Why? Not surprisingly, there is a strong association between age and mortality, with mortality rates being very low for young people (2.5% for 18-24 year olds) and increasing to 100% for 75+ year olds.
There is also an association between age and smoking, with smoking rates peaking in the 45-54 year old range and then falling off rapidly. In particular, respondents who were 65 and older at the time of the first survey had very low smoking rates (25.4%) but very high mortality rates (85.5%). Smoking was hardly the cause, however, since even among the 65-74 year olds mortality was higher among smokers (80.6%) than it was among non-smokers (78.3%). A flat version of the table (ftable
in R) can help us with these calculations.
age 18-24 25-34 35-44 45-54 55-64 65-74 75+
smoking status
Smoker Alive 53 121 95 103 64 7 0
Dead 2 3 14 27 51 29 13
Non-Smoker Alive 61 152 114 66 81 28 0
Dead 1 5 7 12 40 101 64
29.9.3 The Cochran-Mantel-Haenszel Test
So, the marginal table looking at smoking and mortality combining all age groups isn’t the most meaningful summary of the relationship between smoking and mortality. Instead, we need to look at the conditional association of smoking and mortality, given age, to address our interests.

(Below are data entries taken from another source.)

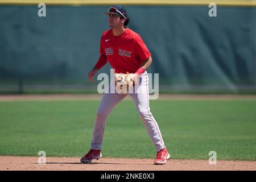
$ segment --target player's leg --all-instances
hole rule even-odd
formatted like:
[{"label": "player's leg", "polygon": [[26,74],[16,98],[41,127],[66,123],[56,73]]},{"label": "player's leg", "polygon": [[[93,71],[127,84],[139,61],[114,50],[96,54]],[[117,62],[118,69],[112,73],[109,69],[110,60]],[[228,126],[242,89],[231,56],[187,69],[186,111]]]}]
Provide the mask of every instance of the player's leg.
[{"label": "player's leg", "polygon": [[120,102],[127,94],[105,93],[98,107],[93,129],[93,137],[91,148],[101,150],[104,134],[106,119],[114,106]]},{"label": "player's leg", "polygon": [[[110,85],[111,85],[111,84]],[[108,89],[110,91],[110,86]],[[86,155],[81,159],[80,161],[82,163],[90,163],[93,159],[98,159],[101,157],[101,150],[106,119],[114,106],[126,96],[127,94],[117,94],[117,93],[106,93],[103,95],[95,119],[91,149]]]},{"label": "player's leg", "polygon": [[[140,82],[139,92],[130,94],[130,96],[135,103],[139,117],[158,151],[158,155],[159,152],[162,152],[163,151],[167,155],[166,159],[168,160],[170,155],[167,152],[159,127],[149,107],[148,77],[146,72],[141,75]],[[166,160],[163,160],[160,162],[165,163],[166,162]],[[156,164],[156,161],[155,163]]]}]

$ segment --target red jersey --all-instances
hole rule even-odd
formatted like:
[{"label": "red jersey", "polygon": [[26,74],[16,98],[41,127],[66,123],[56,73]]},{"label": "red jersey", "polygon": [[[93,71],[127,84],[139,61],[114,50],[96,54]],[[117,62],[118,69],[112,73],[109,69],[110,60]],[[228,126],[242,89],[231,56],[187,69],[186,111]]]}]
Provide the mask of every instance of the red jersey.
[{"label": "red jersey", "polygon": [[135,73],[150,56],[141,36],[126,28],[119,36],[114,36],[112,30],[105,31],[101,36],[101,57],[96,65],[100,69],[107,60],[115,72]]}]

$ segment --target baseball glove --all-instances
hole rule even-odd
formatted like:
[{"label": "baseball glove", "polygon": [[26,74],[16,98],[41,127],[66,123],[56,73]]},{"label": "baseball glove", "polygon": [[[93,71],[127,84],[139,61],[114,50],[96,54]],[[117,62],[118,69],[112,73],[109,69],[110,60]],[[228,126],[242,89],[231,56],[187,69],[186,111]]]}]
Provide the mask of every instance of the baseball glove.
[{"label": "baseball glove", "polygon": [[128,93],[129,88],[137,82],[137,75],[133,73],[115,73],[115,90],[118,93]]}]

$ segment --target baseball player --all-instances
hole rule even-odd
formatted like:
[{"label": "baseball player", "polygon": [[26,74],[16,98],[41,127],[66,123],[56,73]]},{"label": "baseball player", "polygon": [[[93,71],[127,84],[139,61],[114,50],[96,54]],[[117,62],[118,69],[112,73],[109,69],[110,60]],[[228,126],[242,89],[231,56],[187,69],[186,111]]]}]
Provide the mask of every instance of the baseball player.
[{"label": "baseball player", "polygon": [[139,86],[144,92],[104,94],[96,115],[91,149],[81,159],[81,162],[90,163],[93,159],[98,160],[102,156],[101,151],[106,119],[114,106],[127,95],[130,95],[134,101],[140,118],[156,148],[154,164],[165,164],[170,155],[149,107],[148,77],[146,70],[152,62],[151,54],[141,36],[126,27],[130,19],[127,18],[123,6],[115,5],[104,14],[109,16],[110,30],[105,31],[101,36],[101,55],[95,67],[88,73],[89,80],[93,82],[93,78],[97,71],[108,61],[115,72],[133,73],[133,81],[134,83],[139,81]]}]

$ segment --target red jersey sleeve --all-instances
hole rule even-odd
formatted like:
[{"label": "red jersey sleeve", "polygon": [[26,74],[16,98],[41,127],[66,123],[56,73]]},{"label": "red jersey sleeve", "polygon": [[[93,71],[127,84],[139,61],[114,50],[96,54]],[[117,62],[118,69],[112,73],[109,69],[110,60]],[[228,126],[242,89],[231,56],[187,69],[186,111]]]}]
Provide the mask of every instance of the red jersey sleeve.
[{"label": "red jersey sleeve", "polygon": [[97,62],[94,67],[98,69],[98,70],[99,70],[104,65],[105,65],[106,63],[107,63],[107,62],[108,62],[108,58],[106,55],[101,55],[101,56],[100,57],[98,62]]},{"label": "red jersey sleeve", "polygon": [[106,52],[105,52],[105,49],[104,49],[104,36],[103,35],[101,36],[101,47],[100,48],[100,53],[101,53],[101,55],[106,55]]},{"label": "red jersey sleeve", "polygon": [[137,36],[135,38],[135,48],[136,52],[141,58],[141,61],[144,61],[151,55],[146,46],[140,36]]}]

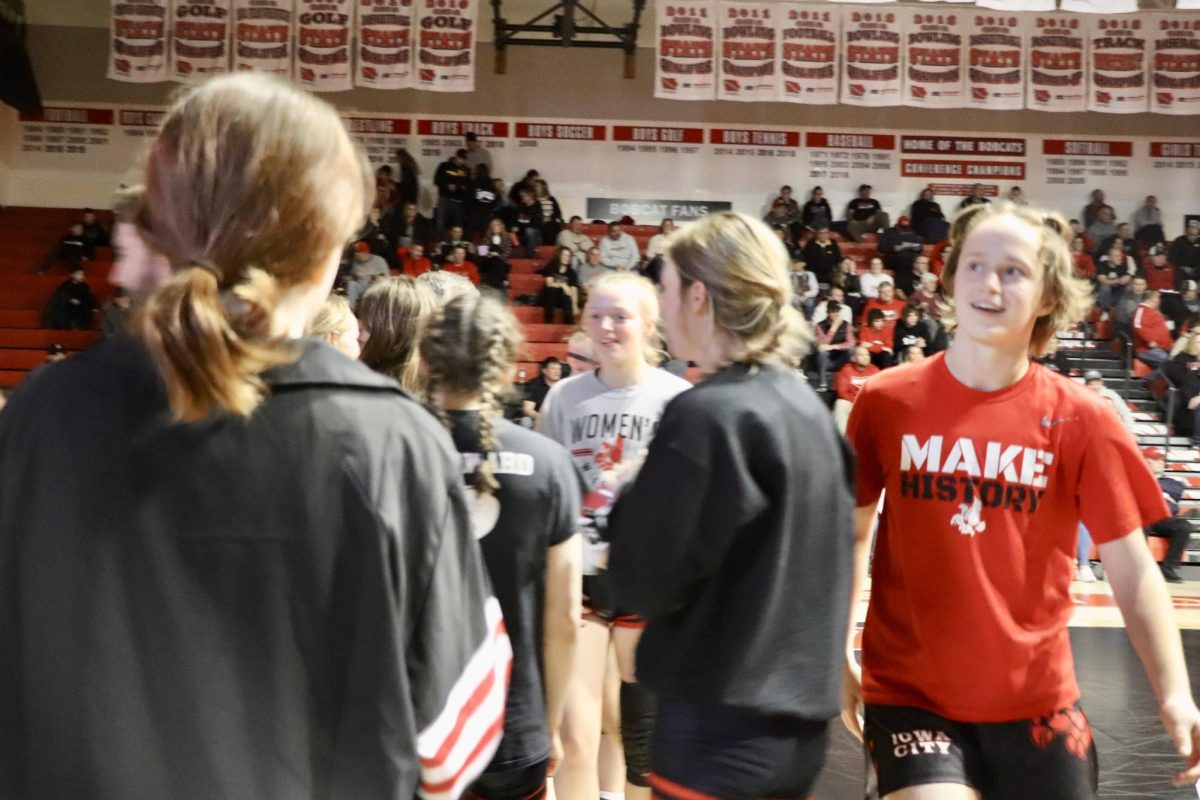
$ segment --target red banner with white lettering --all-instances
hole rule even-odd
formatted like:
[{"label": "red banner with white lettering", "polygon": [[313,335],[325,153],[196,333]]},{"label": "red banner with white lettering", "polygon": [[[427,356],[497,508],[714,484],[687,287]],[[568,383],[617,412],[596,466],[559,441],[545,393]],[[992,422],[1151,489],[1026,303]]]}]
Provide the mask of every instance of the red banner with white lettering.
[{"label": "red banner with white lettering", "polygon": [[175,0],[172,6],[170,77],[203,80],[229,72],[229,0]]},{"label": "red banner with white lettering", "polygon": [[719,2],[721,76],[718,100],[758,101],[779,96],[778,2]]},{"label": "red banner with white lettering", "polygon": [[1087,19],[1078,14],[1033,14],[1025,107],[1038,112],[1082,112],[1087,107]]},{"label": "red banner with white lettering", "polygon": [[654,96],[713,100],[716,96],[716,4],[654,4]]},{"label": "red banner with white lettering", "polygon": [[966,12],[904,10],[904,103],[917,108],[962,106]]},{"label": "red banner with white lettering", "polygon": [[234,0],[233,70],[292,78],[293,0]]},{"label": "red banner with white lettering", "polygon": [[414,0],[359,0],[354,83],[371,89],[413,85]]},{"label": "red banner with white lettering", "polygon": [[1153,94],[1157,114],[1200,114],[1200,16],[1162,14],[1152,18]]},{"label": "red banner with white lettering", "polygon": [[779,100],[812,106],[838,102],[841,14],[829,6],[780,7]]},{"label": "red banner with white lettering", "polygon": [[108,77],[126,83],[167,79],[167,0],[113,0]]},{"label": "red banner with white lettering", "polygon": [[1140,114],[1150,109],[1148,18],[1092,17],[1087,36],[1087,110]]},{"label": "red banner with white lettering", "polygon": [[475,91],[479,0],[418,0],[416,88]]},{"label": "red banner with white lettering", "polygon": [[312,91],[347,91],[354,80],[350,28],[354,0],[296,0],[296,83]]},{"label": "red banner with white lettering", "polygon": [[994,112],[1025,108],[1027,14],[992,11],[968,17],[966,94],[962,106]]},{"label": "red banner with white lettering", "polygon": [[841,102],[846,106],[899,106],[900,17],[898,8],[841,10]]}]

The null hypothesis would be that, in the population, smoking and mortality are independent within strata formed by age group. In other words, H0 requires that smoking be of no value in predicting mortality once age has been accounted for.
The alternative hypothesis would be that, in the population, smoking and mortality are associated within the strata formed by age group. In other words, HA requires that smoking be of at least some value in predicting mortality even after age has been accounted for.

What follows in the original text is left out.